R for the Built Environment
Preface

The built environment generates an enormous amount of data. Architectural drawings, structural models, survey point clouds, energy performance figures, sensor readings from every floor of every building. Most of it sits inside proprietary formats that R has historically had no good way to reach. R for the Built Environment changes that.
This book uses the AutoDeskR R package (Govan 2024) and the AutoDesk Platform Services (APS) cloud API as the primary bridge to that data, translating design files, extracting geometry, connecting live sensor streams, and embedding interactive 3D models in Shiny dashboards. AutoDesk is the dominant platform in the AEC industry, so it’s a practical place to start. But the analytical techniques here, mesh analysis, layer analytics, digital twin patterns, MCP tool exposure, apply to any BIM or CAD data, wherever it comes from.
Whether you’re a data scientist who just inherited a folder of DWG files, or a BIM manager who wants to automate something that currently takes three software packages and a prayer, this book is for you.
Why R?
Fair question. Most AEC professionals use Python, .NET, or whatever scripting language AutoCAD yells at you in. So why drag R into this?
Because the audience isn’t architects, it’s analysts. The real use case here is the data scientist who gets handed a folder of DWG files and told to “make a dashboard out of this.” That person lives in R. They know dplyr, they know ggplot2, they know Shiny. AutoDeskR gives them a bridge to the CAD world without forcing them to learn a whole new stack.
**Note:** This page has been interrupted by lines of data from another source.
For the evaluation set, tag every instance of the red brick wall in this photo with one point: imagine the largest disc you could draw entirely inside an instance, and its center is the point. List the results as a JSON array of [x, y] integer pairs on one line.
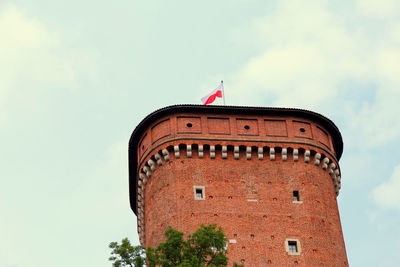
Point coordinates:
[[252, 200]]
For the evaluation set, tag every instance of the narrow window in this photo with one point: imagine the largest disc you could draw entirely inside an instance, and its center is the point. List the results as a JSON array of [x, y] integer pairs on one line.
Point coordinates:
[[199, 193], [296, 196], [292, 246]]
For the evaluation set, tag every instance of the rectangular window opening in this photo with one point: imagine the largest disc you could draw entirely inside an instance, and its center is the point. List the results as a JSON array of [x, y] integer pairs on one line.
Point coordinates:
[[296, 196], [292, 246], [199, 192]]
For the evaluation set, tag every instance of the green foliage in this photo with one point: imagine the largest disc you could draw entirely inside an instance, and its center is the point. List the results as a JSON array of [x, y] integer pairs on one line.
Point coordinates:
[[205, 247], [125, 254]]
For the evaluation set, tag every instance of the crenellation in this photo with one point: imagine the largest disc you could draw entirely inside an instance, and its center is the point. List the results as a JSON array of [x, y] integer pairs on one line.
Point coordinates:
[[253, 199]]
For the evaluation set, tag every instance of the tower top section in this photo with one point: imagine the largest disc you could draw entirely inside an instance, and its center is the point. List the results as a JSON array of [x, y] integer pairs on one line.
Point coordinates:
[[228, 124]]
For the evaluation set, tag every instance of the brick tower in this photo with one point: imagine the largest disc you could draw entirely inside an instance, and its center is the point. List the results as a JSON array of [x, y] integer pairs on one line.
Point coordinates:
[[268, 176]]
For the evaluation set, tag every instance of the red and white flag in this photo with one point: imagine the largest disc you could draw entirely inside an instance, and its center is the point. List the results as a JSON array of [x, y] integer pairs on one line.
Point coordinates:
[[217, 92]]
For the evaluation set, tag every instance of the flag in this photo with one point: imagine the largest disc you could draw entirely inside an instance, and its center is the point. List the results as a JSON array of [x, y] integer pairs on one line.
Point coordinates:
[[217, 92]]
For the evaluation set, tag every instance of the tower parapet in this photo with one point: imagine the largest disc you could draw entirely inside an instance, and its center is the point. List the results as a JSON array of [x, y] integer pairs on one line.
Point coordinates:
[[268, 176]]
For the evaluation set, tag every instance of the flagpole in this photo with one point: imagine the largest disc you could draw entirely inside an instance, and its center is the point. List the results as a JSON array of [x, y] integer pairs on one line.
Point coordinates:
[[223, 92]]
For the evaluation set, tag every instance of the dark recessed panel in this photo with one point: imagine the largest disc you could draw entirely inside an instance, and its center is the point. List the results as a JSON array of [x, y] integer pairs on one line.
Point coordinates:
[[160, 130], [275, 127], [302, 129], [322, 136], [189, 124], [144, 144], [247, 126], [218, 126]]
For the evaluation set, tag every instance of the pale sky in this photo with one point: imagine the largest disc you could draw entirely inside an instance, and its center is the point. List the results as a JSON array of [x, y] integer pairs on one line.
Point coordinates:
[[76, 77]]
Because the Python SDK is for building applications. It’s great if you’re writing production software. But if you want to pull geometry data, run some summary statistics, and produce a polished report with a table and a plot, R’s ecosystem (ggplot2, gt, Quarto) is still unmatched. The wrapper isn’t competing with the Python SDK; it’s serving a different job.
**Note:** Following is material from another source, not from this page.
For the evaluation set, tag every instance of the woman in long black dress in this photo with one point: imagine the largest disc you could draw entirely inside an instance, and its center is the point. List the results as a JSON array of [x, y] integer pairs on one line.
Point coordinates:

Because thin wrappers encode real expertise. Yes, a sophisticated user could call the APS REST API directly with httr2. But do they know that the object URN needs to be Base64-encoded before passing it to the Model Derivative API? That tokens expire after exactly 3600 seconds? That bucket names are globally unique across all APS applications? AutoDeskR quietly handles all of that so you can focus on the analysis, not the plumbing.
Because API drift is a fact of life, not a dealbreaker. AutoDesk updates its APIs. So do Google, AWS, and everyone else. Staying close to the API surface means fewer moving parts to break, and direct httr2 calls would have exactly the same maintenance problem with more boilerplate.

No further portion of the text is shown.